After losing with the largest margin since 1955, Bernard Grech has now achieved another record. He became the first leader of a Maltese political party to declare that he will not be able to carry out a future election campaign because the party does not have sufficient finances. So much so that he put in question the very continuation of the party he leads.
In 2015, the Nationalist Party’s public accounts showed that it had debts of €7.5 million. Of these almost a million were unpaid taxes, and more than half a million were payments owed to third parties or firms. Around four million were debts to banks with hypothecs on Party properties. These loans must be repaid in 2024 and 2025.
In 2015 the Nationalist Party had properties worth €13.9 million, and deposits with banks of just under a million euro. But Medialink had negative assets of €8.5 million. That is, already in 2015, the Party’s assets and debts were very close in level to each other.
By 2018, the Nationalist Party’s public accounts showed that debts had risen to almost €10 million. The Party’s assets had risen to €14.6 million in property and deposits to €1.8 million. Medialink however had negative assets of €13.4 million.
This means that over a three-year period the Party had seen its debt increase by €2.5 million, while Medialink’s negative equity had worsened by €4.9 million. A total deterioration of €7.4 million. This meant that because the assets had increased significantly less than the debts, the Party had now ended up with fewer assets than it had financial obligations. Loans increased by five times the increase in assets.
Bernard Grech has revealed that the total debt of the Nationalist Party has risen to €32 million. If one assumes that this includes the negative equity of Medialink, it appears that over a three-year period, between 2018 and 2021, debt went up by almost €9 million. This means that the increase in debt accelerated and was almost 20% stronger than that observed in the previous three years. Meanwhile there has been talk that the debt figure mentioned by Bernard Grech does not include €8 million in ċedoli agreements. This would mean that in the last three years the increase in debt was a whopping €17 million, or double that in the previous three years.

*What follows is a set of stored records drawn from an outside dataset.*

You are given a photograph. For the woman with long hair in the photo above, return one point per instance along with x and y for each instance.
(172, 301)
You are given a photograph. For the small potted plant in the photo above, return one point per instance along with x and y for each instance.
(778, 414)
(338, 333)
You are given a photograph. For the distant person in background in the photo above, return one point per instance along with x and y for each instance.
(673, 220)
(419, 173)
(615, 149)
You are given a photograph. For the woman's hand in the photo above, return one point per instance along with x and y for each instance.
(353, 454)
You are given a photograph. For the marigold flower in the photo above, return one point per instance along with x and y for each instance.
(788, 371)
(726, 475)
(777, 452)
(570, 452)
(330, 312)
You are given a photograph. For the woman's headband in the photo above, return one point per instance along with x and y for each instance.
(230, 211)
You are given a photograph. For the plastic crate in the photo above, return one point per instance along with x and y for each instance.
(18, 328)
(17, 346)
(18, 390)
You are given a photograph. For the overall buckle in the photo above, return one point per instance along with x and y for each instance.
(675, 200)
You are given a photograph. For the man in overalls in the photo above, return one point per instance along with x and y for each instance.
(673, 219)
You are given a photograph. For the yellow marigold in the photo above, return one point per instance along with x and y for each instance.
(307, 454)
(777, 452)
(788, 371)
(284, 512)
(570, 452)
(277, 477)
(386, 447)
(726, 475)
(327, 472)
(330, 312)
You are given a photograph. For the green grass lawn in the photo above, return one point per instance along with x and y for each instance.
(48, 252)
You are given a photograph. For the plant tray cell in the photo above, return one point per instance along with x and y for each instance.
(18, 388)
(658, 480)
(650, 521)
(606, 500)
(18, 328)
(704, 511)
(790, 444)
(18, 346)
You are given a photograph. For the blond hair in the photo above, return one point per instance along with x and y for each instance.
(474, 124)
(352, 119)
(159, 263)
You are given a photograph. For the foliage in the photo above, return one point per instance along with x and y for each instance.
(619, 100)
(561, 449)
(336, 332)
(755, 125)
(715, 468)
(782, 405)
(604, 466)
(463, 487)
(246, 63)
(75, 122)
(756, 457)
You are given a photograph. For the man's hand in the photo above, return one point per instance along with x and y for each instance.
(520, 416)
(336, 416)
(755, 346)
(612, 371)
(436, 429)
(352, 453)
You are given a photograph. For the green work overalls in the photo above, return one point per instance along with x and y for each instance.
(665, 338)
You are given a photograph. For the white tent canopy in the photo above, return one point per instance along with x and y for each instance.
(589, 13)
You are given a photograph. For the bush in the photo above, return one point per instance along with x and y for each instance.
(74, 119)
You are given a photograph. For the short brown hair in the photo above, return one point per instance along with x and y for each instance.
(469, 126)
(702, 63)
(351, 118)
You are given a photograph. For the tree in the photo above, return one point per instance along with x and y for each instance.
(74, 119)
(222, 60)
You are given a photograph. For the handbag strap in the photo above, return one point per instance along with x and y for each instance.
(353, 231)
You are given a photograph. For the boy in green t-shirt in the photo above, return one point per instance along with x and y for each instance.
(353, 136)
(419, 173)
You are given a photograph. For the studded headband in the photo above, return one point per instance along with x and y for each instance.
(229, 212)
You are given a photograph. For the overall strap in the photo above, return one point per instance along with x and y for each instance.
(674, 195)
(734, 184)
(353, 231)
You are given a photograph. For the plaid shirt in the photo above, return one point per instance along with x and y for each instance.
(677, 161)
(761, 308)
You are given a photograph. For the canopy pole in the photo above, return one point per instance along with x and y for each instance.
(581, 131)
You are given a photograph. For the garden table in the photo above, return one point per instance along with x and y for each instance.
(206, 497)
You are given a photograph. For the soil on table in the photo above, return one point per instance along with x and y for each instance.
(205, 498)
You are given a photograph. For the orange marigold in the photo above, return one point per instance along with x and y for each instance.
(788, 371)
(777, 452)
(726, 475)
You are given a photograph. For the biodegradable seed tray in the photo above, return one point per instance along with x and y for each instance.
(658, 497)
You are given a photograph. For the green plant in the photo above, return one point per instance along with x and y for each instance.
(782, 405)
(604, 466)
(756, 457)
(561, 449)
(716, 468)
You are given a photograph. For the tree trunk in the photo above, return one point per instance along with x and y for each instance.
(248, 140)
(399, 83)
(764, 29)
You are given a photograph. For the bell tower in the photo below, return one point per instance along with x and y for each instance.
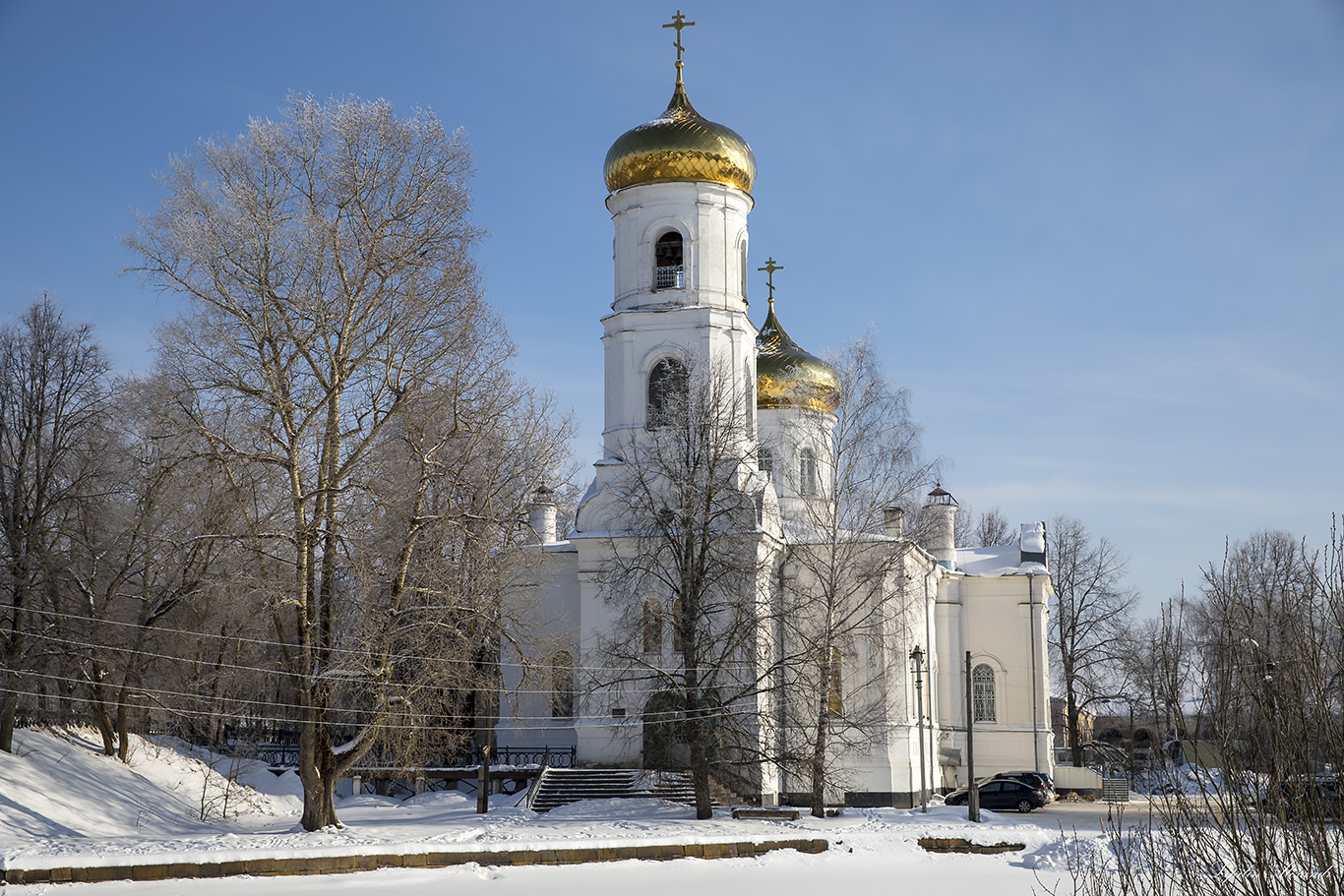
(679, 194)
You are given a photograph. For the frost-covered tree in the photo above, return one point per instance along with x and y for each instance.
(686, 538)
(52, 404)
(1089, 620)
(326, 263)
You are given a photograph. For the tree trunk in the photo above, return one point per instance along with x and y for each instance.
(8, 708)
(102, 719)
(819, 762)
(1074, 727)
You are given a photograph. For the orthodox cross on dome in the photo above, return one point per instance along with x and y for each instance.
(769, 275)
(679, 22)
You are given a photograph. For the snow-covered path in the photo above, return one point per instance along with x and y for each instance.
(62, 804)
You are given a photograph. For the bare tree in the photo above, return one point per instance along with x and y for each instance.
(689, 539)
(143, 548)
(848, 577)
(1267, 641)
(52, 399)
(1090, 617)
(327, 265)
(1157, 667)
(1267, 679)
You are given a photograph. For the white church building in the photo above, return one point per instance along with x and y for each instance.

In the last three years the increase in debt was a whopping €17 million.
Already in 2018 if the Party paid its obligations to third parties, it would have ended up with very little liquidity. This would have left no money to pay off debts with the Party’s banks. To allow the Party to cover debt deadlines it had two alternatives. One was to continue borrowing. The other was to sell off properties. It appears that Adrian Delia opted for an even more difficult approach – that of trying to address the underlying financial deficit of the party and Medialink.
What little progress was made was immediately squandered by Bernard Grech. Surrounded by the same consultants who had led Simon Busuttil to balloon the Party’s debt, Grech apparently went on a spending spree especially during the election campaign.
As a result, the Party is now in a financial quandary. It has important debt deadlines coming up. The loans with the banks cannot be deferred, or else the banks will seize the properties that serve as collateral. The only breathing space available for the Party is to somehow convince those who had lent it money via the ċedoli scheme to accept to turn it into a donation or else extend the loan for further years.
However, such an option would be hard to sell, and would also make people wary of partaking in new issues of ċedoli. Therefore, the Party is likely to have to resort to selling close to a quarter of its properties to make sure it can repay its bank loans and service for a while the ċedoli.
Those few who laboured hard to bring the Party back to financial sustainability have made it clear that they are now out of the picture. They believe that since the establishment was so keen to throw out Adrian Delia, it is the turn of this faction now to turn the Party around. This is another reason why none of the Delia faction is going to challenge Bernard Grech.
But at the same time there are already several Nationalists who are unwilling to accept Grech’s proposed solution to sell Party property or run down Medialink. They are pointing their finger at the spectacular cost incurred in the election campaign. They are asking why when Grech knew that the Party has so much debt, he still spent so many millions in the campaign. Others ask why Grech was willing to spend so much in wages and consultancies, reversing the consolidation of finances that had started under the previous Leader.
Be it as it may, the reality is that come 2024, the Nationalist Party’s main concern will likely not be the MEP election but whether it will be able to repay its first due bank loan and whether its repayment of ċedoli would have been postponed by another decade.